The Biden-Harris triumph: An eruption of honks to ring in America’s renewal

  • After four years of madness, the world may feel relieved that the large truck that is the United States will be steered by someone with experience, who respects speed limits, obeys traffic lights, and follows rules


On a crisp morning under a cloudless sky, cars on the streets of Brooklyn erupted in raucous honking. There were loud sounds of cheer, banging of vessels, and the avenues of this New York borough sounded like an Indian street, as networks announced that former vice-president Joe Biden had crossed the threshold and secured enough votes in the electoral college to be the next American president. This was Biden’s third attempt at presidency and he is the oldest candidate to be elected president (he turns 78 later this month).

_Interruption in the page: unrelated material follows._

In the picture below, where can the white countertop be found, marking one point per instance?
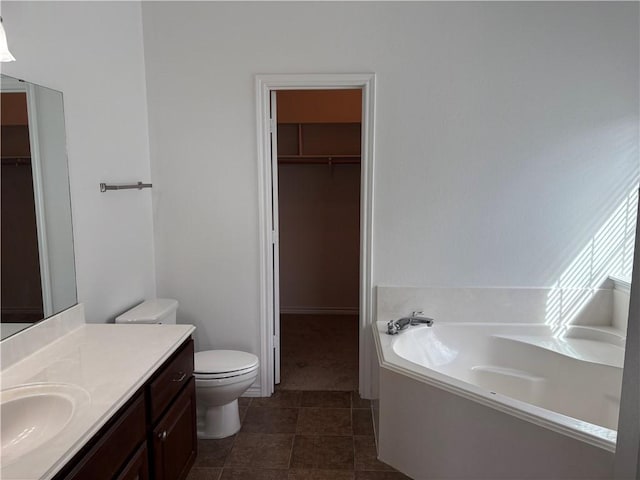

Equally historic is his vice-president, Kamala Harris—the first woman, the first woman of colour, the first woman who is half-Indian.

As I write this, Donald Trump has yet to concede defeat, and is apparently playing golf somewhere. Unpredictable, divisive and combative as he is, he might try to drag the battle to the courts, seeking a recount here, annulling votes there, but most analysts believe he has almost no chance of succeeding, since there is no evidence of malpractice.

Given that Biden has won more than 75 million votes, more than any candidate ever in American politics, and widened his margin against Trump by more than four million votes, who the American people want as a president should be an academic question. Except that the United States has the peculiarity called an electoral college, which undervalues votes of populous states, ostensibly to balance the electorate (to ensure that rural voters are not taken for granted.) And yet, it is possible for a candidate to win far more popular votes and yet lose by the arithmetic of an electoral college, as had happened most recently to Hillary Clinton in 2016 (and four times earlier). Clinton had won 2.8 million more votes than Trump did, but Trump had 304 electoral votes against Clinton’s 227. By decisively widening his margin and winning back states in which Trump had defeated marginally Clinton, Biden has regained the control of the White House for the Democrats after four years of divisiveness, chaos, bluster, bullying, intimidation, and rank incompetence under Trump.